TLDR: G-Core is a new RLHF training framework developed by Tencent that significantly improves the scalability and efficiency of training large language models and diffusion models. It achieves this through a parallel controller programming model, which eliminates single-point bottlenecks, and a dynamic scaling placement schema that optimizes GPU utilization by adaptively partitioning resources and scheduling workloads. Successfully deployed in WeChat, G-Core demonstrates robust performance in real-world, large-scale AI training environments.
Reinforcement Learning from Human Feedback (RLHF) has become a cornerstone in training advanced AI models, particularly large language models (LLMs) and diffusion models. While RLHF has driven significant progress, existing systems often struggle with scaling to complex multi-modal tasks, adapting to changing workloads, and efficiently managing resources. These challenges include limitations in controller scalability, inflexible resource allocation, and inefficient orchestration of intricate RLHF pipelines, especially when dealing with dynamic data sampling or generative reward modeling.
Introducing G-Core: A New Era in RLHF Training
To address these critical issues, researchers from Tencent have introduced G-Core, a novel RLHF training framework designed for simplicity, scalability, and balance. G-Core aims to overcome the bottlenecks of traditional systems, providing a robust foundation for developing large-scale, human-aligned AI models.
Parallel Controllers: Breaking the Centralized Bottleneck
One of G-Core’s key innovations is its parallel controller programming model. Unlike conventional systems that rely on a single, centralized controller, G-Core distributes control across multiple parallel controllers. This approach prevents a single point of failure or bottleneck, which can occur when transferring large features like images or videos, or when complex procedures overwhelm a single CPU or network bandwidth. By partitioning RL tasks using a Single Program Multiple Data (SPMD) approach, G-Core ensures that each controller manages only a portion of the resources, leading to a more balanced workload distribution, especially with larger batch sizes. This design allows multiple stages of the RLHF workflow to coexist and enables flexible, local state transitions, which are crucial for advanced sampling processes like dynamic sampling or reward-augmented generation.

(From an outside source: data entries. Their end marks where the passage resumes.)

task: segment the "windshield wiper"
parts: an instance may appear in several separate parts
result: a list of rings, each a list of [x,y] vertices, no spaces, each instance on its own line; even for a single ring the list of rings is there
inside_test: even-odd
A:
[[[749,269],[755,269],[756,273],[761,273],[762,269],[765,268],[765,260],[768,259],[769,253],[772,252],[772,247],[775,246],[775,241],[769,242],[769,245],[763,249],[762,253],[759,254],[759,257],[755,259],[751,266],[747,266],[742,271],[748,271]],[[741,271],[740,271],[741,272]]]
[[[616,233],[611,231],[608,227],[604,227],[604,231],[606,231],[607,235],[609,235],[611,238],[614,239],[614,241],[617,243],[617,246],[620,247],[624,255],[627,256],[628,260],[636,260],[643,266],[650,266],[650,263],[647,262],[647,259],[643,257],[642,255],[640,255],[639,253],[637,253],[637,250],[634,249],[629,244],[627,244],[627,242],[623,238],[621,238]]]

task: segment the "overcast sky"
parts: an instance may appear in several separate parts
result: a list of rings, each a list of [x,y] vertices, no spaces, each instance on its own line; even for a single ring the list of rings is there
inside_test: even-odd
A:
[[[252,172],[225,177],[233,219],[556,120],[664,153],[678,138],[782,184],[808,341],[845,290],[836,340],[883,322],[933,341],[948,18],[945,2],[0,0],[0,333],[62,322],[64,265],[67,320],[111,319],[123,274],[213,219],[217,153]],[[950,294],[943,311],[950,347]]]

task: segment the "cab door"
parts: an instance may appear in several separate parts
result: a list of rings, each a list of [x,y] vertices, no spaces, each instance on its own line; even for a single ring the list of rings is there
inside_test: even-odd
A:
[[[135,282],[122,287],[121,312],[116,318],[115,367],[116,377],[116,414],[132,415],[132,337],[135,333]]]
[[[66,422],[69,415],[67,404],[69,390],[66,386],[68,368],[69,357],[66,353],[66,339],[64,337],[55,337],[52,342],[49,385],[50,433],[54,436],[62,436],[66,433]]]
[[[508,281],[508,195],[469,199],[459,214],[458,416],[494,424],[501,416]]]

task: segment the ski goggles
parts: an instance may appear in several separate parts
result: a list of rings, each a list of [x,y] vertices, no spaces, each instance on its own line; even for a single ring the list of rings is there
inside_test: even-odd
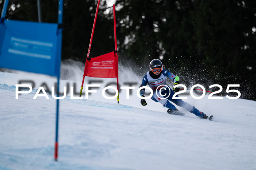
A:
[[[154,73],[156,73],[157,72],[160,72],[162,71],[162,68],[153,68],[152,70],[152,71]]]

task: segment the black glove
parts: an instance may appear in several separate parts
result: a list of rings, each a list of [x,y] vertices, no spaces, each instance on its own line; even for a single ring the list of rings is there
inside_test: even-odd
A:
[[[174,83],[174,85],[175,86],[177,84],[180,84],[180,82],[178,81],[177,81],[176,82],[176,83]],[[176,88],[174,88],[173,87],[173,91],[174,91],[175,92],[178,92],[180,91],[180,87],[176,87]]]
[[[143,98],[145,97],[145,96],[143,96],[143,95],[141,96],[143,97]],[[142,106],[146,106],[147,104],[147,102],[146,102],[146,100],[145,100],[144,99],[142,99],[140,100],[140,103]]]

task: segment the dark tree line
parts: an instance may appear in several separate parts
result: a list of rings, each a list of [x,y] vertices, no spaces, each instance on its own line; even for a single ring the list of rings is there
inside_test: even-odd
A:
[[[84,62],[97,1],[64,0],[63,60]],[[58,0],[41,2],[42,21],[56,23]],[[106,2],[100,5],[91,57],[114,49],[113,8]],[[159,58],[188,86],[219,84],[225,90],[227,84],[238,84],[242,97],[256,99],[256,1],[117,0],[115,4],[120,61],[131,63],[135,73]],[[37,5],[36,0],[10,0],[6,17],[38,21]]]

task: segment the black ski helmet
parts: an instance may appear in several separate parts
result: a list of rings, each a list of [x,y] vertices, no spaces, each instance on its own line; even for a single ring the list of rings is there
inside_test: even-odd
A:
[[[162,69],[163,64],[162,63],[161,61],[158,59],[154,59],[149,64],[149,68],[150,68],[150,70],[151,71],[153,68],[161,68]]]

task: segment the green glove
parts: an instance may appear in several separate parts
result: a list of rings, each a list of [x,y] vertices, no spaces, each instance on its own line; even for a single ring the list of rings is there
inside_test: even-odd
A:
[[[142,97],[145,97],[145,96],[143,96],[143,95],[141,96]],[[146,102],[146,100],[145,100],[144,99],[142,99],[140,100],[140,103],[142,105],[142,106],[146,106],[147,104],[147,102]]]
[[[178,76],[176,76],[175,77],[175,80],[176,80],[176,83],[174,83],[174,85],[175,86],[176,85],[179,84],[180,82],[179,81],[179,77]],[[178,92],[180,91],[180,87],[177,87],[176,88],[173,87],[173,90],[175,92]]]

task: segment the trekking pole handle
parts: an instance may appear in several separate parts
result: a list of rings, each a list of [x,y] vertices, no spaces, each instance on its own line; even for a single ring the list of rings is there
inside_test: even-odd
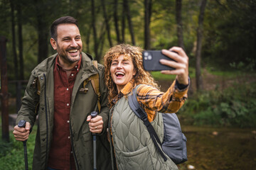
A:
[[[26,127],[26,121],[24,120],[21,120],[18,123],[18,128],[24,128]],[[23,141],[23,142],[26,142],[27,140]]]
[[[92,118],[95,118],[97,115],[97,111],[93,111],[91,113],[91,116]]]
[[[18,123],[18,128],[25,128],[26,127],[26,120],[21,120]],[[26,149],[26,141],[23,141],[23,149],[24,149],[24,160],[25,160],[25,169],[28,170],[28,153]]]
[[[98,113],[97,111],[92,111],[91,113],[92,118],[95,118],[97,115]],[[93,138],[93,170],[97,169],[96,166],[96,135],[95,133],[92,133],[92,138]]]
[[[26,120],[21,120],[18,122],[18,128],[25,128],[26,126]]]

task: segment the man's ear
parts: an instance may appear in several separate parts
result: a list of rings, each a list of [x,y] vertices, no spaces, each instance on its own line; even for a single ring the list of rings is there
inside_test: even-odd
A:
[[[50,38],[50,45],[52,45],[54,50],[56,50],[57,49],[57,42],[53,39]]]

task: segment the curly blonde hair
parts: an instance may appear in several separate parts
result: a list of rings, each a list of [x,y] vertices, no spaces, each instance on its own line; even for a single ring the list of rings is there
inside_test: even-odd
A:
[[[108,100],[110,107],[114,105],[112,102],[113,98],[118,94],[117,86],[111,77],[110,67],[112,60],[118,58],[122,55],[124,57],[132,58],[136,70],[136,74],[132,78],[134,79],[133,88],[135,88],[137,84],[147,84],[159,89],[158,84],[155,82],[150,73],[143,69],[142,50],[139,47],[132,46],[128,44],[119,44],[111,47],[104,56],[105,80],[109,89]]]

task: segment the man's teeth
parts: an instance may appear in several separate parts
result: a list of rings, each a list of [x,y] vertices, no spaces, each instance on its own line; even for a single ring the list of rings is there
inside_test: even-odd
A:
[[[69,52],[78,52],[78,50],[69,50]]]

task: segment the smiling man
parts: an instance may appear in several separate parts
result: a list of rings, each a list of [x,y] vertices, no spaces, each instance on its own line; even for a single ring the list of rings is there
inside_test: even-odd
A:
[[[109,109],[104,68],[93,65],[92,57],[82,52],[78,21],[64,16],[50,26],[50,44],[57,53],[33,71],[16,123],[26,121],[25,128],[14,127],[19,141],[28,138],[38,115],[33,169],[92,169],[91,132],[97,133],[97,168],[110,169],[109,143],[106,137]],[[88,78],[99,74],[101,111],[97,95]],[[84,82],[88,81],[85,87]],[[86,89],[86,91],[82,89]],[[99,141],[100,140],[100,141]]]

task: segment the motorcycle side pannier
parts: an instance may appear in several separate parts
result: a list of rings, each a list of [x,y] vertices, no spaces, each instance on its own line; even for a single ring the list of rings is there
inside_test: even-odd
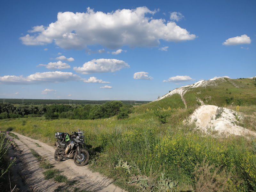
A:
[[[56,132],[55,133],[55,135],[54,137],[60,140],[63,140],[65,138],[65,136],[64,135],[65,134],[65,133],[63,132]]]

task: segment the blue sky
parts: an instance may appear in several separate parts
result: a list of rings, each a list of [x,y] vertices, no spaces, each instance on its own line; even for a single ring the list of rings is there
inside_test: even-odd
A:
[[[256,1],[0,2],[0,98],[153,100],[256,75]]]

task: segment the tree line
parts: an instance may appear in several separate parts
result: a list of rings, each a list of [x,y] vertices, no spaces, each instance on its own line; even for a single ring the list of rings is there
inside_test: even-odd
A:
[[[14,105],[46,105],[53,104],[64,104],[71,105],[99,105],[103,104],[109,101],[104,100],[81,100],[68,99],[25,99],[23,100],[20,99],[0,99],[0,100],[4,101],[6,103],[9,103]],[[124,104],[140,105],[149,103],[149,101],[120,101]],[[23,103],[22,103],[23,102]]]
[[[94,119],[117,115],[119,119],[126,118],[133,107],[120,101],[110,101],[99,105],[46,105],[15,106],[9,103],[0,103],[0,119],[36,117],[43,116],[47,119]]]

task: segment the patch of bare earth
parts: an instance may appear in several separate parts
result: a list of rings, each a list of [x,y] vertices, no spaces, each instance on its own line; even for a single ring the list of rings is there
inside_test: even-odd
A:
[[[220,117],[215,119],[217,110],[222,111]],[[234,114],[235,114],[235,115]],[[243,116],[237,112],[224,108],[205,105],[196,109],[190,116],[189,121],[195,122],[198,128],[205,132],[217,132],[223,136],[234,134],[248,138],[256,137],[256,132],[237,125],[236,122],[243,120]]]
[[[18,176],[20,176],[22,178],[23,182],[21,183],[20,182],[17,186],[20,188],[20,191],[54,191],[58,186],[60,186],[63,187],[63,189],[65,189],[70,191],[73,191],[76,187],[79,188],[79,190],[86,190],[89,191],[126,191],[114,185],[113,181],[111,179],[98,173],[93,172],[88,169],[87,166],[77,166],[74,163],[73,159],[68,159],[63,161],[56,162],[53,157],[55,148],[39,140],[12,132],[20,139],[20,140],[15,139],[13,140],[19,150],[12,150],[12,149],[10,148],[9,154],[13,157],[16,157],[17,160],[13,170],[14,175],[15,172],[17,173],[16,183],[19,183],[17,181],[19,180]],[[12,149],[15,149],[14,148]],[[70,186],[65,183],[55,181],[53,179],[45,180],[43,172],[45,170],[39,167],[39,162],[32,155],[30,149],[34,149],[41,156],[46,157],[50,163],[54,166],[54,168],[63,172],[60,174],[65,176],[69,180],[76,180],[79,182]]]

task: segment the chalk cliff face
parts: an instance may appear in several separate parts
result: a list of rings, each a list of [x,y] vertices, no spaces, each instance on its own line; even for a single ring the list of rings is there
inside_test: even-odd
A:
[[[197,127],[206,133],[217,132],[222,136],[231,134],[256,137],[256,132],[237,125],[242,121],[241,113],[225,108],[204,105],[196,109],[188,121],[195,123]]]
[[[218,83],[216,80],[221,81],[225,81],[226,80],[224,79],[224,78],[229,78],[229,77],[228,76],[220,77],[215,77],[212,79],[211,79],[210,80],[202,80],[201,81],[197,81],[197,82],[192,85],[188,85],[183,86],[183,87],[180,87],[179,88],[177,88],[176,89],[173,90],[169,93],[167,94],[162,97],[160,97],[160,98],[158,99],[157,99],[156,100],[154,101],[155,101],[159,100],[161,99],[163,99],[166,97],[170,97],[172,95],[176,93],[178,93],[181,96],[181,98],[182,99],[182,100],[183,100],[183,95],[184,95],[184,94],[185,94],[187,91],[189,90],[189,89],[195,88],[198,87],[205,87],[206,86],[210,86],[211,85],[216,85],[216,84]],[[183,102],[184,101],[183,100]]]

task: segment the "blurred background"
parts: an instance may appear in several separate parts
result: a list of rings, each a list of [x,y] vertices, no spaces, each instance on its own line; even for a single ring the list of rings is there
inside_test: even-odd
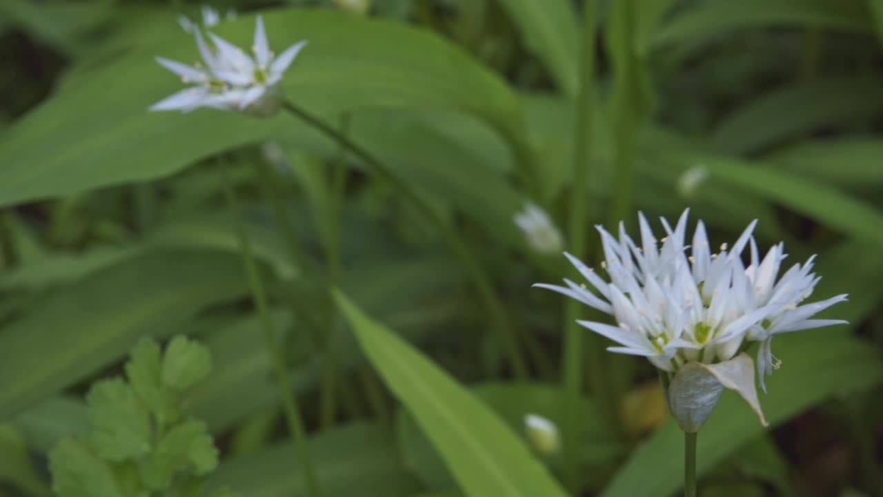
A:
[[[699,493],[883,495],[883,3],[240,0],[212,3],[217,19],[202,7],[0,0],[0,495],[51,494],[46,454],[87,429],[89,385],[119,374],[139,338],[175,333],[213,354],[184,404],[221,451],[212,481],[306,494],[225,184],[326,496],[462,494],[330,287],[525,443],[525,415],[557,423],[577,448],[532,447],[571,494],[675,494],[682,441],[654,369],[599,358],[608,344],[585,330],[565,340],[563,299],[531,288],[573,277],[561,253],[574,250],[584,149],[588,263],[593,225],[623,220],[635,237],[641,210],[660,233],[659,216],[689,207],[689,233],[702,218],[713,246],[758,219],[760,250],[784,241],[786,266],[818,254],[812,300],[849,294],[824,313],[849,325],[776,339],[769,429],[724,395],[699,437]],[[259,11],[277,51],[309,40],[289,100],[389,176],[284,112],[147,111],[180,86],[154,57],[198,57],[181,16],[250,46]],[[547,218],[517,222],[528,204]],[[574,343],[587,349],[576,430],[562,426]]]

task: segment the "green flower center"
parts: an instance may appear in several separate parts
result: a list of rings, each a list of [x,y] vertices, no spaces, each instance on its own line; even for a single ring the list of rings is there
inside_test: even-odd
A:
[[[712,327],[705,323],[697,323],[696,327],[693,328],[693,336],[696,337],[696,341],[699,343],[705,343],[711,333]]]

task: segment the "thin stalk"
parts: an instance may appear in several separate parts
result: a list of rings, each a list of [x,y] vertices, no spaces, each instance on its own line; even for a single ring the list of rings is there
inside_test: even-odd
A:
[[[349,114],[344,114],[341,119],[341,134],[347,136],[347,132],[350,127],[350,116]],[[328,219],[325,223],[328,226],[328,233],[326,233],[325,241],[325,250],[326,257],[328,258],[328,287],[334,288],[338,286],[341,280],[341,274],[343,273],[343,202],[345,200],[346,193],[346,152],[347,149],[343,145],[340,145],[340,149],[337,153],[336,164],[331,170],[331,185],[330,185],[330,195],[328,197],[330,204],[326,210],[328,211]],[[336,325],[338,322],[339,315],[335,310],[332,306],[331,312],[333,316],[329,319],[331,322],[330,333],[334,333],[336,330]],[[332,335],[333,336],[333,335]],[[329,337],[331,340],[331,337]],[[330,344],[329,344],[330,347]],[[334,359],[334,351],[329,351],[329,356]],[[324,423],[328,424],[328,419],[333,419],[335,415],[335,397],[333,392],[325,392],[324,388],[326,384],[335,385],[336,371],[329,371],[326,375],[324,381],[322,382],[322,398],[320,409],[320,419]],[[371,374],[370,371],[359,368],[357,372],[357,376],[360,380],[363,390],[368,399],[368,405],[371,406],[372,410],[374,410],[374,415],[380,419],[387,420],[389,418],[389,412],[384,404],[382,389],[381,388],[380,383],[378,383],[377,378]],[[343,389],[343,386],[342,386]],[[351,390],[347,388],[346,390]],[[344,393],[342,390],[342,394]]]
[[[306,433],[300,416],[300,409],[298,408],[298,401],[294,398],[293,388],[288,377],[287,368],[285,367],[284,351],[275,340],[273,318],[267,306],[267,296],[264,292],[263,282],[260,279],[260,274],[258,271],[257,264],[254,263],[254,256],[252,254],[252,244],[248,238],[245,224],[242,218],[239,202],[236,197],[236,192],[233,191],[232,185],[230,185],[227,171],[223,170],[223,174],[224,195],[227,197],[227,203],[230,206],[233,218],[233,225],[239,238],[239,244],[242,248],[242,262],[248,278],[248,286],[252,290],[252,297],[254,300],[258,314],[260,317],[264,341],[268,352],[273,360],[273,369],[276,375],[279,393],[283,401],[283,410],[285,413],[285,420],[288,422],[289,432],[291,435],[291,440],[294,442],[300,459],[300,465],[304,471],[304,480],[306,482],[307,492],[313,497],[320,497],[321,492],[319,490],[319,483],[316,479],[315,471],[313,469],[313,463],[310,460],[309,450],[306,446]]]
[[[574,136],[574,164],[573,184],[570,191],[570,218],[569,227],[569,242],[572,253],[579,258],[585,257],[585,205],[588,195],[585,182],[588,176],[592,142],[592,86],[595,68],[595,16],[596,5],[594,0],[586,0],[583,11],[583,42],[579,67],[579,87],[577,94],[576,134]],[[573,494],[580,491],[579,471],[579,401],[583,394],[583,350],[586,347],[584,342],[585,333],[577,325],[580,317],[582,307],[573,299],[567,299],[564,304],[564,374],[563,394],[564,409],[564,474],[568,488]],[[594,338],[594,337],[592,337]],[[590,339],[591,340],[591,339]],[[590,350],[603,350],[598,340],[592,340]],[[598,361],[594,352],[592,353],[591,378],[592,394],[599,399],[601,392],[595,390],[598,380],[603,379],[603,363]],[[601,357],[603,359],[603,357]]]
[[[696,438],[698,433],[683,433],[683,497],[696,497]]]
[[[349,127],[349,117],[341,119],[341,134],[346,136]],[[326,233],[324,239],[326,271],[328,273],[328,287],[336,287],[340,282],[343,271],[341,262],[341,236],[343,214],[343,193],[346,189],[346,149],[340,147],[336,164],[331,167],[331,180],[329,185],[328,204],[324,209],[326,219]],[[328,366],[322,375],[321,392],[319,399],[319,420],[322,427],[334,424],[337,412],[337,360],[335,354],[334,339],[337,328],[337,312],[333,305],[328,306],[328,333],[325,337],[325,349],[328,356]]]
[[[396,177],[396,175],[391,172],[390,169],[383,163],[374,157],[374,156],[363,149],[361,146],[350,140],[347,136],[340,134],[336,129],[328,126],[319,118],[310,114],[306,111],[298,107],[291,102],[285,102],[283,106],[285,110],[292,115],[303,119],[305,122],[319,131],[321,131],[328,138],[331,138],[338,144],[345,147],[348,150],[350,150],[350,152],[364,161],[376,174],[381,176],[386,181],[392,185],[392,187],[396,188],[403,197],[410,202],[413,207],[415,207],[427,219],[435,225],[436,229],[438,229],[438,231],[442,233],[445,241],[448,243],[448,246],[454,252],[454,255],[459,259],[460,264],[464,266],[464,269],[465,269],[466,273],[472,279],[476,289],[481,295],[482,300],[484,300],[485,307],[490,314],[491,323],[497,334],[498,340],[501,340],[503,347],[507,349],[509,363],[512,366],[512,371],[514,371],[515,376],[519,379],[526,378],[527,366],[521,355],[521,349],[518,345],[517,335],[515,334],[514,329],[509,325],[509,318],[506,315],[505,308],[503,307],[502,302],[500,302],[500,299],[496,294],[496,291],[491,284],[490,279],[485,273],[479,262],[472,256],[469,248],[464,245],[464,243],[457,237],[457,233],[455,233],[454,231],[445,224],[444,219],[439,216],[435,209],[434,209],[428,203],[425,202],[417,192],[407,185],[407,183],[404,183]]]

Dynamic Placement: Optimizing Resource Utilization
G-Core also introduces a dynamic scaling placement schema that significantly improves efficiency, particularly in scenarios involving generative rewarding and dynamic sampling. Traditional co-location strategies, where multiple models share the same GPUs, can introduce overhead from model swapping, especially during frequent re-sampling. While this overhead might be negligible in some cases, it can become a bottleneck as training progresses and models improve, leading to more frequent re-sampling and increased swapping. Furthermore, long-tail outputs in the generation stage can reduce GPU cluster utilization, a problem amplified by frequent model swapping.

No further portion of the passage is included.